When Bill and Kathy Collins purchased 54 acres of Zinfandel vines in northern Napa Valley in 1968, there was not much of a market for fine wine in the U.S. But at the time they were content hauling the grapes down to their Los Altos Hills home and making wine in a friend’s basement. Little did they know that in less than a decade they’d make a wine that Robert Parker would call “one of the great classics of the seventies, as well as a testament to what heights California Cabernet Sauvignon can achieve.”
That was the 1974 Conn Creek Eisele Vineyard Cabernet Sauvignon, and it was the beginning of Conn Creek’s enduring commitment to Bordeaux-styled red wines. Bill and Kathy always knew they wanted to make Cabernet Sauvignon; Kathy became enamored of the varietal when she taught school in France, and Bill, an Annapolis Naval Academy graduate and electronics executive whose travels often took him to France, recognized early on that Napa Valley had the ideal climate and topography for Cabernet. So in addition to replacing the non-producing Zinfandel vines in their own vineyard with Bordeaux varieties, they began sourcing Cabernet Sauvignon from other Napa Valley grape growers.
It proved to be a good strategy. Through the seventies and into the mid-eighties when they eventually sold the winery, Conn Creek made some of the most highly acclaimed wines in California, including several from the Collins’ own vineyard.

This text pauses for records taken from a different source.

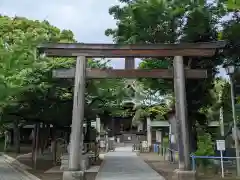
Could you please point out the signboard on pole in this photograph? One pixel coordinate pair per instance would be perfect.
(221, 147)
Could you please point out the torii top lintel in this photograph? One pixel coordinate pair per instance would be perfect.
(133, 50)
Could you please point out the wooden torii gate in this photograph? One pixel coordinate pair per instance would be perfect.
(129, 52)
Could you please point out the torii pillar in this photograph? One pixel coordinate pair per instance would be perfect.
(76, 138)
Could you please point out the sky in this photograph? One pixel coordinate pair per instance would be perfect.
(88, 19)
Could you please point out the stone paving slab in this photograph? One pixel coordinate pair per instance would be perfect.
(8, 172)
(123, 164)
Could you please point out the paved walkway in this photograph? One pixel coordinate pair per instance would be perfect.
(7, 172)
(123, 164)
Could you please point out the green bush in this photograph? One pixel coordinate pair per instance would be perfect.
(205, 148)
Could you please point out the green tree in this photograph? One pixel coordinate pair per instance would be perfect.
(143, 21)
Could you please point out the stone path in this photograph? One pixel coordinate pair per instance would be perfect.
(123, 164)
(7, 172)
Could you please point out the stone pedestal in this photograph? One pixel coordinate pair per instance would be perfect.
(183, 175)
(73, 175)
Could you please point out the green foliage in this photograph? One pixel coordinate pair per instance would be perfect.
(205, 148)
(153, 21)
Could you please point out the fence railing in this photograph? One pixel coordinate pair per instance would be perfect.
(167, 153)
(216, 164)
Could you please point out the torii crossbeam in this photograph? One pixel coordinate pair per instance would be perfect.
(129, 52)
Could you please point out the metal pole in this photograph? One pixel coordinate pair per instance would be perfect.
(235, 125)
(181, 113)
(77, 115)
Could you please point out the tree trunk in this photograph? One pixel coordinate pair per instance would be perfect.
(16, 133)
(54, 145)
(34, 132)
(192, 135)
(36, 148)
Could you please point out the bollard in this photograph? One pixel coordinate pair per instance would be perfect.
(193, 163)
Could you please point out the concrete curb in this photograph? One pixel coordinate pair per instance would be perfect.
(15, 164)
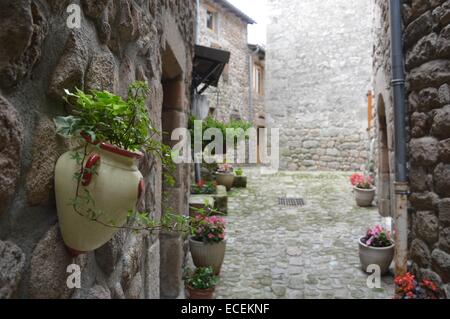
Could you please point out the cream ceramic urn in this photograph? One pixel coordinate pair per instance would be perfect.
(114, 183)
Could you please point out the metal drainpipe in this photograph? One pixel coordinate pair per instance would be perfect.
(197, 166)
(401, 180)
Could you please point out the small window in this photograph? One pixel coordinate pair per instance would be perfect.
(211, 20)
(257, 79)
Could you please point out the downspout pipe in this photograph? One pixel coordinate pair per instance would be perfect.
(401, 179)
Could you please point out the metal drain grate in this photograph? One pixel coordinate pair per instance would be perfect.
(286, 201)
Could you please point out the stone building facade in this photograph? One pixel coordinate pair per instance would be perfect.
(222, 26)
(117, 43)
(318, 73)
(427, 62)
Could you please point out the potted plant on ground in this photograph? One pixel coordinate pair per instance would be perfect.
(364, 189)
(225, 176)
(207, 241)
(376, 248)
(201, 283)
(98, 184)
(407, 287)
(240, 181)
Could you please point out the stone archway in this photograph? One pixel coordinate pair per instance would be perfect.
(384, 176)
(174, 115)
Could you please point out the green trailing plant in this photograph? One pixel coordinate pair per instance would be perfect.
(103, 117)
(202, 278)
(211, 122)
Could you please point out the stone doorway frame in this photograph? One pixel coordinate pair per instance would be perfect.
(174, 115)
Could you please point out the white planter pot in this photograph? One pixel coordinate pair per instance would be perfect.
(208, 254)
(364, 197)
(381, 256)
(115, 188)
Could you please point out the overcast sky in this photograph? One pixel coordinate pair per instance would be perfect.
(257, 10)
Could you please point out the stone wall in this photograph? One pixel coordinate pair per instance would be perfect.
(427, 59)
(118, 42)
(230, 35)
(258, 106)
(318, 73)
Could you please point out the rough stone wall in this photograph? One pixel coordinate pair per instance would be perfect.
(427, 54)
(258, 99)
(231, 35)
(318, 72)
(427, 59)
(118, 42)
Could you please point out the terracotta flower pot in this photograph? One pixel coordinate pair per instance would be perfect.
(240, 181)
(364, 197)
(115, 188)
(208, 254)
(200, 293)
(381, 256)
(225, 179)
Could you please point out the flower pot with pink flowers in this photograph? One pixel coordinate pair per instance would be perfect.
(363, 189)
(225, 176)
(376, 248)
(207, 242)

By 1979, they outgrew the facility they’d been leasing for several years. So Bill Collins, working primarily with his vineyard crew, built what is now the Conn Creek Winery in the Rutherford appellation. In what was perhaps the first “green” winery building in Napa Valley, they installed 12”-thick walls made of styrofoam, steel mesh, gunite and a total of 20,000 corks. This energy-efficient design--ground-breaking for its time--drew the attention of architects from all over the world. Variations on this type of construction have been used in buildings and wineries worldwide ever since.